Our material reality consists of everything that can be experienced through the body and the five senses: sight, hearing, touch, taste and smell. These senses allow us to decode a certain frequency band, known as the electromagnetic spectrum. It is an energy field acting as our tangible reality and containing light vibrating at different speeds, which can be measured scientifically.

Our senses receive these vibrations and convert them into what is possible to see, listen, touch, taste and smell. Without the body and the senses, what is called reality could not exist. This spectrum is fragmented into different segments defined by their vibrational frequency rates: radio waves, microwaves, infrared, ultraviolet, X-rays, gamma rays. Radio waves vibrate the slowest within this visible spectrum, gamma rays the fastest. This light has no tangible form, so it needs something that can decode this energy and convert it into matter. It is the role of the human body which therefore experiences this small section of the spectrum. Small, even rather tiny. In fact, scientists estimate that it is possible to decode only 0.35% of the entire electromagnetic spectrum.

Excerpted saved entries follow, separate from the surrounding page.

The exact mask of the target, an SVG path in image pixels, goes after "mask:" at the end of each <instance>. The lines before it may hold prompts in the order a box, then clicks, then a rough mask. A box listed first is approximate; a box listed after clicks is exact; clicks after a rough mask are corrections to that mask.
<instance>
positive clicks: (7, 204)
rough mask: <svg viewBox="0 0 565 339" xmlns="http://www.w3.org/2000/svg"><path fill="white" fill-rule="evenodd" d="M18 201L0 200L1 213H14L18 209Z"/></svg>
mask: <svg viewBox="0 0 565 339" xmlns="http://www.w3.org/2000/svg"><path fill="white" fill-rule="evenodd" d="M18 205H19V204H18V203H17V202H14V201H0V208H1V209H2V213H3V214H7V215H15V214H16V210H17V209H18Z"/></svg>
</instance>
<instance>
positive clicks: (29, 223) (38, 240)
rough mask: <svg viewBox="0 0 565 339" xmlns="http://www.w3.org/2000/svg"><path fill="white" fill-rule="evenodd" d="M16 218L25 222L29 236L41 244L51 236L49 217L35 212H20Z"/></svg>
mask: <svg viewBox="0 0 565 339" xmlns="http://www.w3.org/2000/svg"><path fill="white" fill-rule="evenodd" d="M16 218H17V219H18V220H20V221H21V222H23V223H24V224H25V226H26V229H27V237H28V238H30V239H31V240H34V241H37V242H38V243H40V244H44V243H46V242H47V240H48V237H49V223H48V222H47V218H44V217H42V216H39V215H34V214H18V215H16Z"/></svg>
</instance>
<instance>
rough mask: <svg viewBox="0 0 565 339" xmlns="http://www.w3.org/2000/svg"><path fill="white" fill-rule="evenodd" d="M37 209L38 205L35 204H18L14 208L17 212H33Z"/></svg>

Man therefore experiences a tiny part of reality. This means that there are immense planes of reality all around us that exist in energetic form, but are impossible to perceive. The human body creates the illusion of a physical reality, a tiny and illusory parenthesis of energetic space. Many other things exist around us without us being aware of them. Multiple dimensions therefore exist in the same space as ours, but beyond our sensory perception. Dimensions and beings exist in segments of the spectrum that are impossible for humans to decode. The thin layer of human reality is only the surface of reality.

The essential is therefore invisible.